Vicente Huidobro, del poema Tout-à-coup.




jueves, 6 de octubre de 2016

La lira de Núñez de Arce tallada por Emiliano Barral




No sé si he visto de niño caer el agua por los canalillos que representan las cuerdas de la lira o son imaginaciones mías. Pero hoy qué ausente está el agua en el monumento fuente. Y qué orfandad supone privar a la piedra del desgaste natural del agua. El monumento al poeta Gaspar Núñez de Arce está ubicado en uno de los espacios más bonitos y sugestivos del Campo Grande, próximo a la Fuente de la Fama y junto a una rosaleda que en este otoño cálido se resiste aún a dejar de alegrarnos la vista. El autor del monumento, el escultor Emiliano Barral, natural de Sepúlveda, lo realizó en 1932. No es una obra historicista y convencional como otros monumentos a prohombres que habían cundido hasta entonces por la ciudad. Este tiene un toque estético y formal diferente. Como lo debió tener otro conjunto de la misma mano dedicado al escritor Leopoldo Cano, también aquí en Valladolid, pero el revanchismo de la barbarie desatada en 1936 lo destruyó. Como acabó con la vida del escultor, caído en noviembre del mismo año defendiendo Madrid y la legalidad constitucional.




La materia donde Barral talló la lira es granito rojo de Ávila. Para entonces el escultor, que procedía de familia de canteros pero que había tomado su propia senda, viajando a París,a Italia, a varias ciudades españolas o trabajando en Madrid, ya tenía suficientes tablas y había realizado un considerable número de trabajos. Es rompedor respecto a un concepto más tradicional de la estatuaria y aunque trabaja el busto también se empeña en grandes volúmenes. Emiliano Barral concibió la lira evocadora de Núñez de Arce no tanto como el elemento excusa que representara el oficio del vate  -cuya testa remata con considerable desproporción el volumen fundamental del monumento-  sino como un espacio en cierto modo arquitectónico donde el agua que brotara de la cima tenía que deslizarse por las estrías, transmitiendo una idea calma. En palabras del escultor: "He querido buscar de esta manera la emoción de la sensibilidad y de la belleza. Que todo el que llegue hasta el lugar se sienta impresionado por este brotar y resbalar del agua, en que simbolizo la inspiración".
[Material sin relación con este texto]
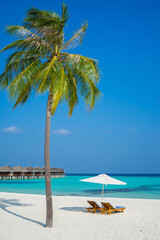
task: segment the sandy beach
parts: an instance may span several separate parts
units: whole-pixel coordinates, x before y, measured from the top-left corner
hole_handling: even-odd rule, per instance
[[[99,198],[89,198],[100,202]],[[0,193],[1,239],[160,239],[160,200],[105,198],[124,213],[88,213],[86,197],[54,196],[54,228],[45,228],[45,196]]]

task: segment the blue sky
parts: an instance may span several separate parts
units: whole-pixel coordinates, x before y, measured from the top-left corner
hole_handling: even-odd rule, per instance
[[[7,24],[20,25],[34,6],[61,12],[61,1],[1,3],[0,49],[13,38]],[[52,118],[51,165],[68,173],[159,173],[160,2],[66,0],[66,39],[82,22],[88,29],[74,52],[99,60],[102,100],[88,113],[82,100],[72,118],[59,106]],[[0,55],[3,72],[9,52]],[[32,96],[13,111],[0,92],[0,165],[43,166],[47,94]]]

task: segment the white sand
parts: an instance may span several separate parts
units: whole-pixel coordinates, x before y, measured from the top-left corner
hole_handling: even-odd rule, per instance
[[[53,197],[54,228],[45,228],[45,196],[0,193],[0,240],[159,240],[160,200],[106,198],[124,213],[85,211],[86,197]]]

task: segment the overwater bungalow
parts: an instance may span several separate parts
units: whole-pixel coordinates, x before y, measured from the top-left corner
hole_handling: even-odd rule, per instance
[[[51,177],[62,177],[64,176],[64,170],[62,168],[51,168]],[[0,167],[0,180],[9,179],[41,179],[45,177],[45,168],[40,167]]]

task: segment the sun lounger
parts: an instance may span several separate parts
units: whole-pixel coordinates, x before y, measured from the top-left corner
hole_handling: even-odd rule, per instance
[[[109,215],[111,215],[112,212],[123,212],[125,207],[120,207],[120,206],[116,206],[116,207],[113,207],[110,203],[103,203],[102,202],[102,205],[103,205],[103,208],[101,210],[102,214],[103,213],[109,213]]]
[[[90,207],[89,208],[86,208],[88,210],[88,212],[92,212],[93,213],[96,213],[96,211],[101,211],[102,208],[100,206],[98,206],[98,204],[94,201],[87,201],[89,204],[90,204]]]

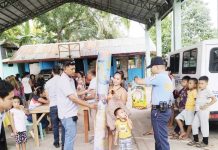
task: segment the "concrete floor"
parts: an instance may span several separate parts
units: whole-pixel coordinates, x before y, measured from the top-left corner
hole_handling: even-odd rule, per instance
[[[149,95],[149,93],[148,93]],[[148,97],[149,99],[149,97]],[[131,110],[132,115],[130,118],[133,121],[133,139],[134,139],[134,150],[154,150],[154,138],[152,135],[143,136],[143,133],[150,130],[150,111],[149,110],[136,110],[131,108],[131,101],[129,100],[127,106]],[[78,134],[75,142],[75,150],[92,150],[93,149],[93,123],[91,124],[91,131],[89,134],[90,143],[84,143],[84,134],[83,134],[83,116],[80,112],[79,121],[78,121]],[[218,125],[213,126],[213,129],[210,130],[210,139],[209,139],[209,150],[218,150]],[[9,132],[7,132],[7,142],[9,150],[15,150],[15,141],[13,138],[10,138]],[[188,140],[169,140],[171,150],[200,150],[199,148],[190,147],[186,144]],[[53,147],[53,136],[52,133],[47,134],[45,140],[40,141],[40,147],[37,148],[34,146],[33,139],[29,138],[27,143],[27,150],[58,150]],[[117,148],[114,147],[114,150]]]

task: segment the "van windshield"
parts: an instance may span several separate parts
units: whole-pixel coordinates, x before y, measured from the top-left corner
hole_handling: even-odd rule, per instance
[[[218,47],[212,48],[210,51],[209,71],[218,73]]]

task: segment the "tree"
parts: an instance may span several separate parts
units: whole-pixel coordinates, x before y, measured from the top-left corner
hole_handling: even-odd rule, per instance
[[[162,28],[162,53],[166,54],[170,52],[171,49],[171,15],[168,15],[166,18],[162,20],[161,28]],[[156,30],[155,26],[153,26],[149,30],[151,39],[156,43]]]
[[[48,37],[48,41],[53,39],[56,42],[116,38],[122,35],[117,25],[128,22],[126,19],[74,3],[60,6],[36,20],[39,27],[45,30],[44,37]]]
[[[19,44],[54,43],[123,37],[129,20],[75,3],[64,4],[0,35]]]
[[[182,44],[195,44],[215,37],[209,9],[202,0],[186,0],[182,5]]]
[[[19,26],[15,26],[0,35],[0,40],[14,42],[19,46],[24,44],[35,44],[39,40],[38,30],[34,25],[30,25],[30,21],[24,22]]]
[[[162,20],[163,54],[171,49],[172,16]],[[150,29],[152,40],[156,41],[155,28]],[[209,10],[202,0],[185,0],[182,4],[182,46],[188,46],[215,37],[210,24]]]

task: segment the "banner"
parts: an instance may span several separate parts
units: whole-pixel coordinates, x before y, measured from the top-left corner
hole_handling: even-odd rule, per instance
[[[94,150],[106,149],[106,106],[110,71],[111,54],[108,51],[99,52],[97,60],[97,96],[99,102],[95,118]]]
[[[144,85],[136,85],[132,90],[132,107],[145,109],[147,107],[146,88]]]

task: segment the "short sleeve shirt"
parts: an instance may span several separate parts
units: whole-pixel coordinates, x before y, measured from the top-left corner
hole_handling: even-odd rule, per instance
[[[197,97],[197,90],[188,90],[188,97],[185,105],[185,109],[189,111],[195,110],[195,101]]]
[[[132,136],[131,129],[127,121],[121,121],[117,119],[115,122],[116,130],[118,131],[119,139],[125,139]]]
[[[18,132],[26,131],[26,115],[20,109],[12,108],[10,112],[13,114],[14,126]]]
[[[25,94],[30,94],[30,93],[32,93],[32,89],[31,89],[31,86],[30,86],[30,84],[29,84],[29,80],[30,80],[30,78],[28,78],[28,77],[24,77],[23,79],[22,79],[22,84],[23,84],[23,87],[24,87],[24,93]]]
[[[199,111],[201,106],[209,102],[209,98],[213,97],[213,93],[209,89],[199,90],[196,99],[195,110]]]
[[[77,96],[75,82],[63,72],[57,84],[57,107],[60,119],[77,116],[78,105],[69,99],[70,95]]]
[[[93,78],[89,84],[89,88],[90,90],[97,90],[97,78]],[[91,100],[88,100],[89,102],[94,102],[95,99],[91,99]]]
[[[159,73],[153,77],[145,78],[146,85],[152,85],[152,105],[159,105],[160,101],[168,104],[173,101],[173,82],[168,72]]]
[[[186,101],[187,101],[187,89],[186,88],[182,88],[180,91],[179,91],[179,108],[180,109],[184,109],[185,108],[185,104],[186,104]]]
[[[48,80],[45,84],[45,90],[48,92],[49,106],[57,106],[57,84],[60,76],[55,75],[53,78]]]

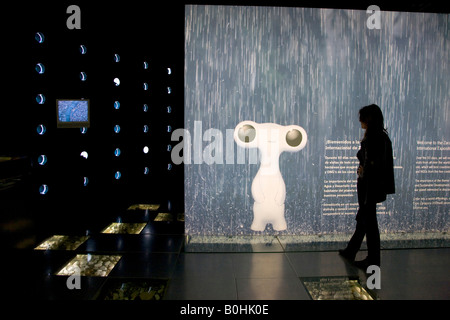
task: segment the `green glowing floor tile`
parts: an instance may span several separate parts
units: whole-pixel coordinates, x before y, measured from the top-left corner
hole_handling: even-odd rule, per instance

El monumento está flanqueado por dos bancos de piedra, verdaderos paralelepípedos racionalistas, más propios de las vanguardias rusas o centroeuropeas del primer tercio del siglo XX que de nuestros lares. De esta manera se refuerza el sentido de que el monumento no es solamente la pieza central que deja claro esa dedicatoria Valladolid a su poeta sino todo un espacio que se amplía y se delimita a su vez. Más allá, la floresta del Campo Grande establece un vínculo natural con la piedra tornando más evocador ese territorio. Y una vez más: lástima que no cumpla su cometido el agua para que el sentido esencial que Emiliano Barral intentó dar a la escultura se cumpliera plenamente.